Tym razem w sklepie byłam czujna. Myślałam, że jak lampa ma: żarówkę skierowaną w dół, biały klosz w środku odbijający światło, a w dodatku na dole jest rozłożysta, a nie zwęża się, to będzie naprawdę jasno. Okazało się, że niekoniecznie.
Na początku, przeszkadzało mi, że lampa ma taki krótki sznurek, ładniej wyglądała z dłuższym, ale uznałam, że moje zdrowie psychiczne jest ważniejsze. Wolę krótszy sznurek i mocne światło, niż dłuższy sznurek i depresję z powodu braku światła. A dla mnie światło w kuchni jest bardzo ważne, klimat to ja sobie mogę zrobić w sypialni.
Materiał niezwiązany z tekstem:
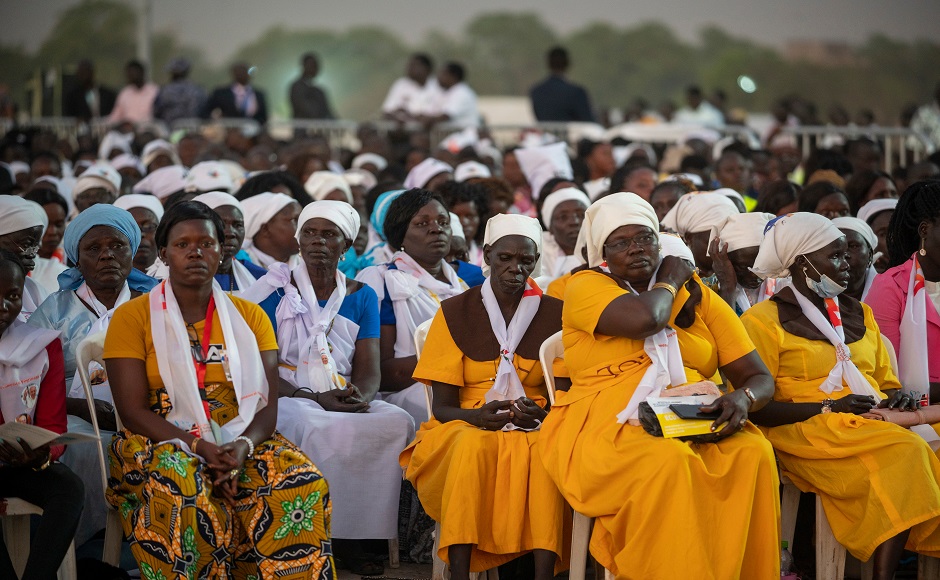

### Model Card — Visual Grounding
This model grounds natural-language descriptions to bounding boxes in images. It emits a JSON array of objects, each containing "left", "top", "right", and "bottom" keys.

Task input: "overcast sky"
[{"left": 0, "top": 0, "right": 940, "bottom": 64}]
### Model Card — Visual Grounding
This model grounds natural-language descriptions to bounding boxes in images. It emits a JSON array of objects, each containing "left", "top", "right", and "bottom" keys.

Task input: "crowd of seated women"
[{"left": 0, "top": 123, "right": 940, "bottom": 580}]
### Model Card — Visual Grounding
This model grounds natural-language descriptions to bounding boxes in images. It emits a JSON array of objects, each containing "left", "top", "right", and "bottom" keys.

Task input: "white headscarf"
[
  {"left": 663, "top": 191, "right": 740, "bottom": 236},
  {"left": 149, "top": 280, "right": 268, "bottom": 445},
  {"left": 542, "top": 187, "right": 591, "bottom": 228},
  {"left": 482, "top": 213, "right": 557, "bottom": 278},
  {"left": 858, "top": 199, "right": 898, "bottom": 225},
  {"left": 295, "top": 199, "right": 361, "bottom": 242},
  {"left": 712, "top": 212, "right": 776, "bottom": 252},
  {"left": 513, "top": 143, "right": 574, "bottom": 199},
  {"left": 114, "top": 193, "right": 163, "bottom": 222},
  {"left": 751, "top": 212, "right": 845, "bottom": 278},
  {"left": 133, "top": 165, "right": 189, "bottom": 201},
  {"left": 304, "top": 171, "right": 353, "bottom": 204},
  {"left": 405, "top": 157, "right": 454, "bottom": 189},
  {"left": 581, "top": 192, "right": 659, "bottom": 268}
]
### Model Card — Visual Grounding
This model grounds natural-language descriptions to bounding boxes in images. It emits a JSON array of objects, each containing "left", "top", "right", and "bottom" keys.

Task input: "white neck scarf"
[
  {"left": 793, "top": 290, "right": 881, "bottom": 401},
  {"left": 480, "top": 278, "right": 542, "bottom": 431},
  {"left": 898, "top": 254, "right": 930, "bottom": 403},
  {"left": 75, "top": 281, "right": 131, "bottom": 318},
  {"left": 277, "top": 264, "right": 346, "bottom": 393},
  {"left": 385, "top": 252, "right": 467, "bottom": 358},
  {"left": 0, "top": 320, "right": 59, "bottom": 424},
  {"left": 150, "top": 280, "right": 268, "bottom": 444},
  {"left": 605, "top": 268, "right": 688, "bottom": 423}
]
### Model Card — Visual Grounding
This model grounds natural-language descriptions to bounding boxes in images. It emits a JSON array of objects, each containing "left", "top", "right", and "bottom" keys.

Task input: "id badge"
[{"left": 220, "top": 348, "right": 232, "bottom": 382}]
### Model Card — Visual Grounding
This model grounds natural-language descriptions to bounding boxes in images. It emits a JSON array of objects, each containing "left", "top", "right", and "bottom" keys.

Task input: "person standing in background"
[
  {"left": 108, "top": 60, "right": 160, "bottom": 123},
  {"left": 529, "top": 46, "right": 595, "bottom": 123},
  {"left": 290, "top": 52, "right": 336, "bottom": 119}
]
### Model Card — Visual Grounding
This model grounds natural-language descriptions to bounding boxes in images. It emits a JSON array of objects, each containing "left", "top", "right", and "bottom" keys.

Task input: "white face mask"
[{"left": 803, "top": 256, "right": 846, "bottom": 298}]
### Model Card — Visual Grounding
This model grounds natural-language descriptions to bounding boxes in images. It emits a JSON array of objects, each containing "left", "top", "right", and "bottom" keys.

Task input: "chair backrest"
[
  {"left": 881, "top": 334, "right": 898, "bottom": 377},
  {"left": 75, "top": 332, "right": 116, "bottom": 490},
  {"left": 415, "top": 318, "right": 434, "bottom": 417},
  {"left": 539, "top": 330, "right": 565, "bottom": 405}
]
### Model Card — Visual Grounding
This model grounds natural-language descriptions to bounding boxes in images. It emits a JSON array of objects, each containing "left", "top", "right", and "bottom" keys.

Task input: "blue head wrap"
[
  {"left": 58, "top": 203, "right": 157, "bottom": 292},
  {"left": 369, "top": 189, "right": 407, "bottom": 240}
]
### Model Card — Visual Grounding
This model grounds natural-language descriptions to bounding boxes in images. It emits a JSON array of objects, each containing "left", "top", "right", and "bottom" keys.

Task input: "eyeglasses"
[{"left": 604, "top": 234, "right": 658, "bottom": 254}]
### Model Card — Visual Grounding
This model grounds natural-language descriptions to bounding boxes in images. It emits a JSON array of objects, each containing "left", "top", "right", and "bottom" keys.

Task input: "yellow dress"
[
  {"left": 104, "top": 294, "right": 335, "bottom": 580},
  {"left": 400, "top": 289, "right": 571, "bottom": 572},
  {"left": 539, "top": 271, "right": 780, "bottom": 580},
  {"left": 741, "top": 300, "right": 940, "bottom": 561}
]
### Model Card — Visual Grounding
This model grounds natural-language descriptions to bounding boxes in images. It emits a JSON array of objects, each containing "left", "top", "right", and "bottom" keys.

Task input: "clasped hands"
[{"left": 473, "top": 397, "right": 548, "bottom": 431}]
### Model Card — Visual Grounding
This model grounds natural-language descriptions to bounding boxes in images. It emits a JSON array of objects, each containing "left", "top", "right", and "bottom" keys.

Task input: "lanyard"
[{"left": 193, "top": 296, "right": 215, "bottom": 424}]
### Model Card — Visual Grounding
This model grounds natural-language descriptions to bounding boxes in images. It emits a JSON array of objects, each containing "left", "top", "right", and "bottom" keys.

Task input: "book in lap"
[{"left": 0, "top": 421, "right": 98, "bottom": 449}]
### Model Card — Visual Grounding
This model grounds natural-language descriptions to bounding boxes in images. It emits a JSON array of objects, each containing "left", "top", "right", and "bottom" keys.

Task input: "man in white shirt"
[
  {"left": 108, "top": 60, "right": 160, "bottom": 123},
  {"left": 422, "top": 62, "right": 480, "bottom": 127},
  {"left": 672, "top": 86, "right": 725, "bottom": 129},
  {"left": 382, "top": 53, "right": 442, "bottom": 122}
]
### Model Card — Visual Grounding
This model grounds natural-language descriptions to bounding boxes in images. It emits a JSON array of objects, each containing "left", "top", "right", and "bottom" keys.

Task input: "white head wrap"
[
  {"left": 140, "top": 139, "right": 182, "bottom": 167},
  {"left": 483, "top": 213, "right": 542, "bottom": 278},
  {"left": 114, "top": 193, "right": 163, "bottom": 222},
  {"left": 454, "top": 161, "right": 493, "bottom": 183},
  {"left": 134, "top": 165, "right": 189, "bottom": 200},
  {"left": 0, "top": 195, "right": 48, "bottom": 236},
  {"left": 581, "top": 192, "right": 659, "bottom": 268},
  {"left": 296, "top": 199, "right": 360, "bottom": 241},
  {"left": 449, "top": 212, "right": 467, "bottom": 241},
  {"left": 352, "top": 153, "right": 388, "bottom": 171},
  {"left": 751, "top": 212, "right": 844, "bottom": 278},
  {"left": 343, "top": 169, "right": 379, "bottom": 191},
  {"left": 858, "top": 199, "right": 898, "bottom": 225},
  {"left": 111, "top": 153, "right": 147, "bottom": 176},
  {"left": 241, "top": 191, "right": 297, "bottom": 242},
  {"left": 98, "top": 131, "right": 134, "bottom": 159},
  {"left": 304, "top": 171, "right": 352, "bottom": 204},
  {"left": 183, "top": 161, "right": 234, "bottom": 193},
  {"left": 514, "top": 143, "right": 574, "bottom": 199},
  {"left": 712, "top": 213, "right": 776, "bottom": 252},
  {"left": 405, "top": 157, "right": 454, "bottom": 189},
  {"left": 663, "top": 191, "right": 740, "bottom": 236},
  {"left": 193, "top": 191, "right": 245, "bottom": 215},
  {"left": 542, "top": 187, "right": 591, "bottom": 228},
  {"left": 832, "top": 217, "right": 878, "bottom": 252}
]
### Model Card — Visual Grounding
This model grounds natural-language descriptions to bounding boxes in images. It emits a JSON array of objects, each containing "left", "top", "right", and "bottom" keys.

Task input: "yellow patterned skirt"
[{"left": 107, "top": 385, "right": 335, "bottom": 580}]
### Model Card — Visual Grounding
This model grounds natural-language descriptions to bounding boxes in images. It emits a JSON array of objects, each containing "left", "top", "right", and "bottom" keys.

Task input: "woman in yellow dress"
[
  {"left": 741, "top": 213, "right": 940, "bottom": 579},
  {"left": 401, "top": 215, "right": 570, "bottom": 580},
  {"left": 104, "top": 202, "right": 334, "bottom": 580},
  {"left": 539, "top": 193, "right": 780, "bottom": 579}
]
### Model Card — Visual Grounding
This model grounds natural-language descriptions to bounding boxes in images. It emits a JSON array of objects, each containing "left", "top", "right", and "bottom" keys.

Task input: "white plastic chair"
[
  {"left": 75, "top": 332, "right": 124, "bottom": 566},
  {"left": 539, "top": 330, "right": 611, "bottom": 580}
]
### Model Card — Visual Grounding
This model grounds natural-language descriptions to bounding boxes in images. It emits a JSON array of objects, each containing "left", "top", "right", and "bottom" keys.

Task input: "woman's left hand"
[
  {"left": 509, "top": 397, "right": 548, "bottom": 429},
  {"left": 213, "top": 441, "right": 248, "bottom": 500},
  {"left": 700, "top": 390, "right": 751, "bottom": 439}
]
Tych lamp na pewno bym nie kupiła
To by było na tyle, jeśli chodzi o lampy, które używałam w moim domu. Pokażę Wam jeszcze parę zdjęć lamp, których na pewno nie kupiłabym, gdyby zależało mi na tym, żeby lampa dawała jasne, nie rozproszone światło.
Mam nadzieję, że trochę rozjaśniłam Wam temat i teraz, gdy spodoba się Wam jakaś lampa, zanim ją kupicie, spróbujecie spojrzeć na nią inaczej. Rozważycie, czy ma szansę spełnić Wasze oczekiwania.
A według Was, jakie cechy powinna posiadać idealna lampa? Napiszcie, na co zwracacie uwagę przy zakupie lamp. Dla mnie, poza tym, co tu opisałam oraz wyglądem, ważne jest też to, żeby lampę dało się łatwo umyć…ale to już inna historia.